Soltanto l’esperienza forma il teologo
Lutero ha scatenato una battaglia furibonda in nome del libero esame. Ma è altrettanto vero che questo esame coincideva con il suo. Di fatto, ha preteso di incarnare quell’infallibilità che la Chiesa ha da sempre attribuito al Papa. Partito dal libero esame, è arrivato a esigere la piena osservanza del proprio credo. Ai suoi stessi contemporanei Martin Lutero appariva come un uomo pieno di contraddizioni. Fortunatamente disponiamo sul suo conto di una ricchissima documentazione personale — 14 volumi di lettere e 6 di discorsi a tavola — in cui egli parla di sé, delle sue origini, della sua evoluzione e del mondo circostante, eppure i giudizi portati su di lui sono stati sempre, e lo sono tuttora, contraddittori. Per ciò che riguarda Lutero stesso è molto difficile spiegare la sua iniziativa riformatrice. Essa scaturì comunque dal nucleo più intimo della sua persona e da vicende che travalicavano la sua persona.

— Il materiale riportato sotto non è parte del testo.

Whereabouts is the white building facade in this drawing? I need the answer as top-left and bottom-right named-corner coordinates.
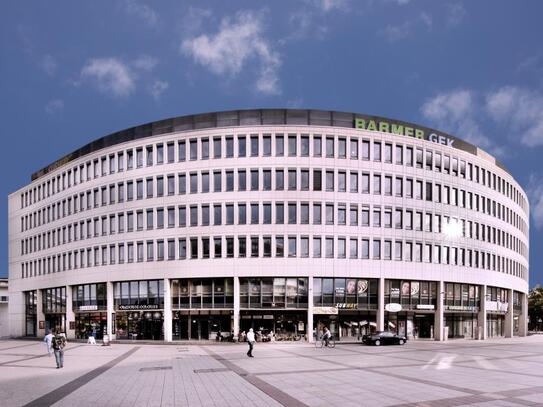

Per lui la teologia è sempre una «sapientia experimentalis, non doctrinalis», una questione di esperienza, non di dottrina, e questa esperienza teologica condizionò la sua attività. «Sola… experientia facit theologum» «soltanto l’esperienza forma il teologo» egli disse, come riportato in un discorso a tavola del 1531. Lutero viveva in un costante terrore del giudizio di Dio. Della sua idea di Cristo egli stesso dice: «Io non conoscevo Cristo altrimenti che come giudice severo, da cui volevo fuggire ma a cui non potevo sfuggire». In un discorso a tavola ha formulato la sua angoscia per la salvezza con queste parole: «La mia tentazione è che penso che Dio non mi sia propizio». Egli scoprì il Dio misericordioso che dona la giustizia agli uomini, interpretando la lettera ai Romani 1:17, dove è scritto: «Il giusto vive dalla fede». Egli sperava che questo bastasse a liberarlo dalle sue angosce. Non fu così.

Marco 7:9
Disse loro ancora: «Voi siete abili nell’annullare il comandamento di Dio, per osservare la vostra tradizione.
Marco 7:13
annullando cosí la parola di Dio con la vostra tradizione, che voi avete tramandata. E fate molte altre cose simili».
possiamo dire con tutta onestà che tutte le organizzazioni religiose sono fondate sulla tradizione.
Infatti, si sono tutti dimenticati dei segni che accompagneranno i discepoli di Gesù da Nazareth
Marco 16:15-20
Poi disse loro: «Andate per tutto il mondo e predicate l’evangelo a ogni creatura; chi ha creduto ed è stato battezzato, sarà salvato; ma chi non ha creduto, sarà condannato. E questi sono i segni che accompagneranno quelli che hanno creduto: nel mio nome scacceranno i demoni, parleranno nuove lingue; prenderanno in mano dei serpenti anche se berranno qualcosa di mortifero, non farà loro alcun male; imporranno le mani agli infermi, e questi guariranno». Il Signore Gesú dunque, dopo aver loro parlato, fu portato in cielo e si assise alla destra di Dio. Essi poi se ne andarono a predicare dappertutto, mentre il Signore operava con loro e confermava la parola con i segni che l’accompagnavano. Amen.
la tradizione delle “vergine stolte” hanno insegnato che questi segni non avrebbero contraddistinto i discepoli del Signore, proprio il contrario di quello che è scritto.